Abstract
Logging and monitoring data is very important during the development process as well as the operation of information systems. As the data grows to TB every day, this problem becomes more complicated. Companies can generally buy big data analytics platforms or build it by themselves. Whether buying or building, it is important to have a realistic expectation of time and budget needed to successfully implement, roll out and provide ongoing support. There was a lot of confusion and frustration as the data platform market grew. Suppliers sell their capabilities instead of the actual needs of their customers. Contrary to that trend, some companies would like to build the platform using open source systems such as Apache Flume, Apache Spark Streaming and some other auxiliary technologies at a reasonable cost. This study analyzes requirements, introduces system architecture, and builds a logging and monitoring system for streaming data. The work is also a real project in the field of advertising.
Access provided by Autonomous University of Puebla. Download conference paper PDF
Similar content being viewed by others
Keywords
1 Introduction
Collecting and monitoring the data generated during the development and operation of the systems can help the process of analysis, making strategic decisions for many companies. For example, during the operation of the system, statistics and descriptions of the failures allow early warning of infrastructure-related problems. Based on the warning content, the operator may have appropriate repair solutions so that the system can operate stably. For web systems, server metrics need to be monitored to allow automation scenarios for system scaling ability. The system will scale-out when high traffic and scale-in when low traffic. Another typical system that requires the continuous collection and monitoring of system parameters is the e-commerce system, managers need to see a user’s log of actions taken on the website. Information that can be used to personalize user interfaces, predict and analyze user’s behavior, etc. Moreover, when the data required to log increases up to TB every day, the analysis and visualization of data also arise a lot of complex problems.

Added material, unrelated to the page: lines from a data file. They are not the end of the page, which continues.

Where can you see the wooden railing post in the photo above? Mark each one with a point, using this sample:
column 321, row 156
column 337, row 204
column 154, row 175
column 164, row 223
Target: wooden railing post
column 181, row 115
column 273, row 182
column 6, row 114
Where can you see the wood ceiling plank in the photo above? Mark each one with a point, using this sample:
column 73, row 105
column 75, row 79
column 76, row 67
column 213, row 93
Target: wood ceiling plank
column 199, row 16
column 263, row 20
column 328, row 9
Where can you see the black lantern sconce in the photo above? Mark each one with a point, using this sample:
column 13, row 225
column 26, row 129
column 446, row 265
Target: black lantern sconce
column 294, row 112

This paper presents applied research for the Deha solution company’s Adlink advertising system [1]. Adlink system includes modules such as advertising management, campaign management, user management and authorization, output tracking, and payment (Fig. 1). Tracking the effectiveness gained from each ad to optimize costs is very important. Managers need visual charts and recommendations, on which basis they can make timely decisions about whether to pause, resume ads, or even stop a campaign.
The system requires scalability as the number of customers changes can upload up to 10,000 ads to Google and Facebook. At the same time, the system needs to be able to monitor the effectiveness of these ads by querying periodically to Google, Facebook to get results. Do a simple calculation as follows: 10 k (ads) * 2 (request API per minute) * 4kbytes (size of API result) * 60 (min per h)~4Gbytes data per hour.
Such a large amount of data requires a big data infrastructure that supports streaming data and does the two main tasks of collecting and providing monitoring tools for data analysis.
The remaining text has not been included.